# Assignment 4 - Martin Kvisvik Larsen

## Task 1 - Object Detection Metrics

### a - Intersection over union

The intersection over union is a ratio that can be used to evaluate how well an object detection algorithm that uses bounding boxes to define object detections performs. The intersection over union is defined as

\begin{equation}
a_0 = \frac{\text{Area}(\text{B}_{\text{p}} \cap \text{B}_{\text{gt}})}{\text{Area}(\text{B}_{\text{p}} \cup \text{B}_{\text{gt}})}
\end{equation}

where $\text{B}_{\text{p}}$ is the bounding box for the object detection prediction of the algorithm, $\text{B}_{\text{gt}}$ is the ground truth bounding box. The intersection over union can be illustrated by the following figures:

Bounding boxes | Intersection | Union
-|-|-
![bounding_boxes.png](attachment:bounding_boxes.png) | ![intersect.png](attachment:intersect.png) | ![union.png](attachment:union.png)

Here the intersection over union would be:

\begin{equation}
a_0 = \frac{\text{Purple area}}{\text{Orange area}}
\end{equation}

### b - True positive, false positive

A true positive means a positive prediction that is correct, for instance in object detection it would mean that the object detection algorithm would predict that there is an object in an image that contains an object.
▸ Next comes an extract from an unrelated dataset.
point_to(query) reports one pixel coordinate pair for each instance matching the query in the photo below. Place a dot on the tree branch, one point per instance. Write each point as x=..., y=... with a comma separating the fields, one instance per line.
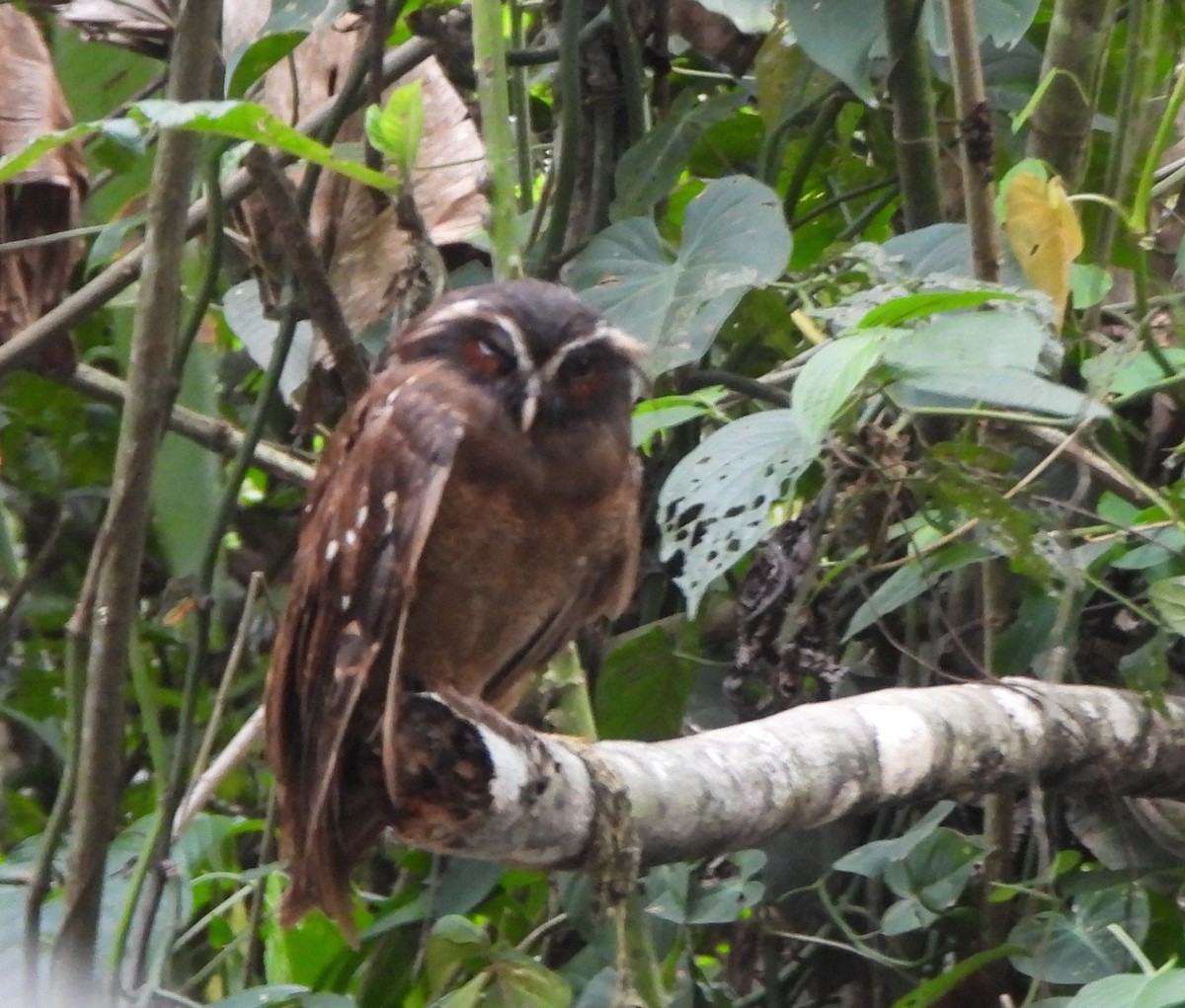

A false positive means a positive prediction that is incorrect, in the case of object detection it would mean that the object detection algorithm would predict that there is an object in an image that does not contain an object.

### c - Equation of precision and recall

Equation for precision:

\begin{equation}
    \text{p} = \frac{\text{True positives}}{\text{True positives} + \text{False positives}}
\end{equation}

Equation for recall:

\begin{equation}
    \text{r} = \frac{\text{True positives}}{\text{True positives} + \text{False negatives}}
\end{equation}

### d - Calculating mean average precision

| Precision and recall curve for class 1|
|-|-|-|-|-|-|
| Precison | 1.0 | 1.0 | 1.0 | 0.5 | 0.2 |
| Recall | 0.05 | 0.1 | 0.4 | 0.7 | 1.0 |

| Precision and recall curve for class 2|
|-|-|-|-|-|-|
| Precison | 1.0 | 0.8 | 0.6 | 0.5 | 0.2 |
| Recall | 0.3 | 0.4 | 0.5 | 0.7 | 1.0 |

The equation for average precision is

\begin{equation}
    \text{AP} = \frac{1}{11} \sum_{r \in \{ 0, 0.1, ... , 1 \}} p_{interp} (r)
\end{equation}

where the interpolated precision is defined as

\begin{equation}
    p_{interp} (r) = \text{max}_{{\widetilde{r}}, {\widetilde{r}} \geq {r}} \hspace{2mm} p({\widetilde{r}})
\end{equation}

The equation for the mean average precision for K different classes is

\begin{align}
    \text{mAP} = \frac{1}{K} \sum_{i=1}^{K} \text{AP}_{i}
\end{align}

AP calculations for class 1:

\begin{align}
    \sum_{r \in \{ 0, 0.1, ... , 1 \}} p_{interp,1} (r) 
    = &\quad p_{interp,1}(0) + p_{interp,1}(0.1) + p_{interp,1}(0.2) + p_{interp,1}(0.3) \\
    & + p_{interp,1}(0.4) + p_{interp,1}(0.5) + p_{interp,1}(0.6) + p_{interp,1}(0.7) \\
    & + p_{interp,1}(0.8) + p_{interp,1}(0.9) + p_{interp,1}(1) \\
    = &\quad 1.0 + 1.0 + 1.0 + 1.0 \\
    & + 1.0 + 0.5 + 0.5 + 0.5 \\
    & + 0.2 + 0.2 + 0.2 \\
    = &\quad 7.1 \\
    \text{AP}_{1} 
    = &\quad \frac{1}{11} \sum_{r \in \{ 0, 0.1, ... , 1 \}} p_{interp,1} (r) \\
    = &\quad \frac{1}{11} \cdot 7.1 \\
    \approx &\quad 0.645
\end{align}


AP calculations for class 2:
\begin{align}
    \sum_{r \in \{ 0, 0.1, ... , 1 \}} p_{interp,2} (r) 
    = &\quad p_{interp,2}(0) + p_{interp,2}(0.1) + p_{interp,2}(0.2) + p_{interp,2}(0.3) \\
    & + p_{interp,2}(0.4) + p_{interp,2}(0.5) + p_{interp,2}(0.6) + p_{interp,2}(0.7) \\
    & + p_{interp,2}(0.8) + p_{interp,2}(0.9) + p_{interp,2}(1) \\
    = &\quad 1.0 + 1.0 + 1.0 + 1.0 \\
    & + 0.8 + 0.6 + 0.5 + 0.5 \\
    & + 0.2 + 0.2 + 0.2 \\
    = &\quad 7 \\
    \text{AP}_{2} 
    = &\quad \frac{1}{11} \sum_{r \in \{ 0, 0.1, ... , 1 \}} p_{interp,2} (r) \\
    = &\quad \frac{1}{11} \cdot 7 \\
    \approx &\quad 0.636
\end{align}

The mean average precision is then:

\begin{align}
    \text{mAP} 
    = &\quad \frac{1}{2} \big( \text{AP}_{1} + \text{AP}_{2} \big)\\
    \approx &\quad \frac{1}{2} \big( 0.645 + 0.636 \big)\\
    \approx &\quad 0.641
\end{align}

## Task 2 - Implementing Mean Average Precision

### f - Final precision-recall curve

![precision_recall_curve.png](attachment:precision_recall_curve.png)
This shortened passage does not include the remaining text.